Hamburgs Buddhisten möchten Religionslehrerinnen und -lehrer ausbilden, auch eigene Gefängnisseelsorger hätten sie gern. Dafür sollte ein Staatsvertrag mit der Stadt geschlossen werden wie ihn auch andere Religionsgemeinschaften haben. Das komplizierte Verfahren strapaziert selbst Langmütige.

Von Mechthild Klein | 01.02.2019
    Buddhistische Mönche gehen am 22.08.2014 in Hamburg nach der Ankunft des Dalai Lama, dem geistlichen Oberhaupt der Tibeter, auf einem Fußweg zum CCH.

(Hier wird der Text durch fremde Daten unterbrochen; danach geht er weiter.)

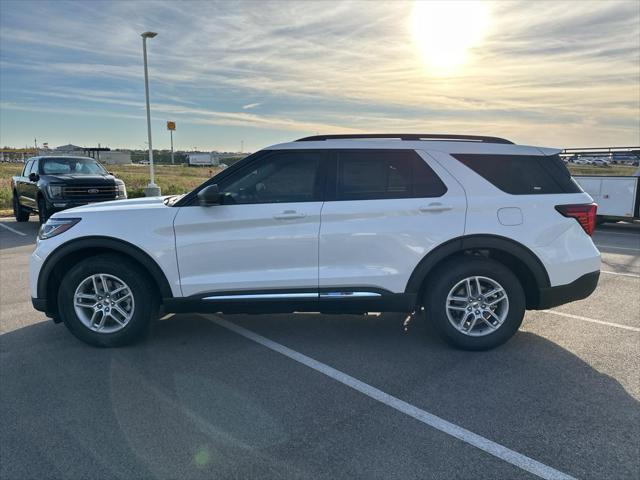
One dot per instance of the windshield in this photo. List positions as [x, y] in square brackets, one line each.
[76, 166]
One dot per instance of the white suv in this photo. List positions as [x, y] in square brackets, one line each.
[472, 230]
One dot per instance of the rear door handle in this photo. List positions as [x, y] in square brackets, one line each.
[435, 207]
[288, 215]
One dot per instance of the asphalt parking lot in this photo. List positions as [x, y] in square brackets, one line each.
[312, 396]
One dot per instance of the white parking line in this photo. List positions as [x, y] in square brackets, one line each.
[510, 456]
[613, 247]
[633, 275]
[12, 229]
[592, 320]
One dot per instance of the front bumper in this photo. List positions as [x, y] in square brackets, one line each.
[576, 290]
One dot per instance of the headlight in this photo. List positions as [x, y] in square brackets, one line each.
[122, 190]
[55, 191]
[55, 226]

    Buddhistische Mönche in einem Park in Hamburg (Christian Charisius/ dpa)
    Die buddhistische Nonne und Professorin für Buddhismus an der Universität Hamburg, Carola Roloff ist verstimmt:
    "Es gibt keine buddhistische Lehramtsausbildung. Also Buddhisten können keine Religionslehrer werden. Religionslehrerinnen und Lehrer können nur diejenigen werden, deren Religionen auch offiziell anerkannt sind, die so einen Staatsvertrag haben. Das sind eben nur Fünf: die evangelische Kirche, die katholische Kirche, die jüdische Gemeinde Hamburg und eben die Muslime: drei Verbände, zu denen auch die Ditib gehört und die Schura - und dann eben die Alevitische Gemeinde. Und darauf wird jetzt anscheinend alles reduziert, hat man den Eindruck."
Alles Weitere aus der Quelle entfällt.